Here, we show evidence of LNBA Yersinia pestis infections from two sites from different regions in Britain, suggesting that this lineage could have been widespread across Britain after the westward expansion of populations tracing ancestry to the Eurasian steppe. The LNBA Yersinia pestis lineage found in Britain belongs to a clade, which has undergone large losses of their genome, including the putative virulence factor yapC.

Results

Detection of Yersinia pestis in Bronze Age Britain

We sampled 34 individuals from two sites from the British Early Bronze Age—Charterhouse Warren and Levens Park—to screen for the presence of LNBA Yersinia pestis in Britain. We sampled teeth in ancient DNA cleanroom conditions and prepared double-indexed single-stranded DNA libraries, which we screened with 1.8 to 7.3 million paired-end reads each (Methods). We performed a metagenomic analysis in Kraken 217 and identified individuals with a substantial excess of k-mers matching Yersinia pestis compared to the closely related species Yersinia pseudotuberculosis (Methods). This analysis identified two individuals (C10091/1233b and C10098/6265) out of 30 screened for pathogen DNA from Charterhouse Warren Farm in Somerset, United Kingdom (see Methods for further contextual details). The site is a mass burial assemblage of disarticulated human remains that were likely deposited together in a single event in a natural shaft. The two sampled teeth were derived from children aged 12 ± 3 yr and 10 ± 3 yr, respectively. The mandible associated with the C10098 tooth (6265/10-year-old child) has been directly radiocarbon dated to 4145–3910 cal BP (95.4% confidence; OxA-37840: 3685 ± 30 BP, calibrated in OxCal v4.418 using IntCal2019), consistent with two previously published radiocarbon dates on human bones from this assemblage20. The other individual can be assumed to be of similar date.
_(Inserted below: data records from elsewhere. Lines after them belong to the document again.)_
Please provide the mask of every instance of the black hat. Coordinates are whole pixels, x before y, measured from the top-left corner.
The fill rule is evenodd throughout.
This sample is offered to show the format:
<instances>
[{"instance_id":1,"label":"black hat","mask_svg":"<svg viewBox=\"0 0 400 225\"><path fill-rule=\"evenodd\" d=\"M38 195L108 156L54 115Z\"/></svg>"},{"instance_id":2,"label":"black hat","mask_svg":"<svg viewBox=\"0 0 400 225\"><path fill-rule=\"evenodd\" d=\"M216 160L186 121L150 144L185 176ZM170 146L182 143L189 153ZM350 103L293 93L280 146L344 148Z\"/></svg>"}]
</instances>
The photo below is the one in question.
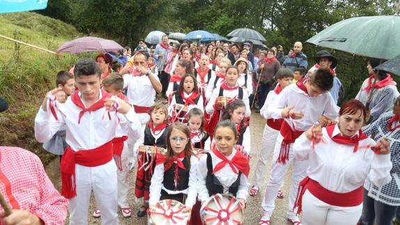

In addition, our analysis identified Yersinia pestis in one of four individuals recovered from the Levens Park ring cairn monument in Levens, Cumbria, United Kingdom21,22 (see Methods for detailed archaeological context). One complete and three disturbed skeletons (Burials 1, 2, 3 and 4) were recovered from the monument and all have been directly dated to ca. 4300–3700 cal BP. We detected Yersinia pestis in a tooth from Burial 2 (C10928), a 35–45-year-old female recovered in a crouched position from a plank-lined grave (possibly a wooden coffin) and accompanied by Beaker pottery sherds. The skeleton has been directly dated to 4065–3780 cal BP (95.4% confidence, GU-51281: 3602 ± 33 BP22). Comparison of this radiocarbon date to the one obtained from Charterhouse C10098 suggests that we cannot reject the possibility that these two individuals were approximate contemporaries (χ2-test, df = 1, T = 2.746 (5% 3.841)).

These results from multiple sites demonstrate that Yersinia pestis had spread to Britain during the Bronze Age (Fig. 1A), but we note that the frequency of occurrence of Yersinia pestis remains unknown, and could be lower than the observed frequency in the two sites. The false-negative rate of Yersinia pestis detection in archaeological remains is unknown but likely high23, so we cannot exclude that other individuals at the sites were infected.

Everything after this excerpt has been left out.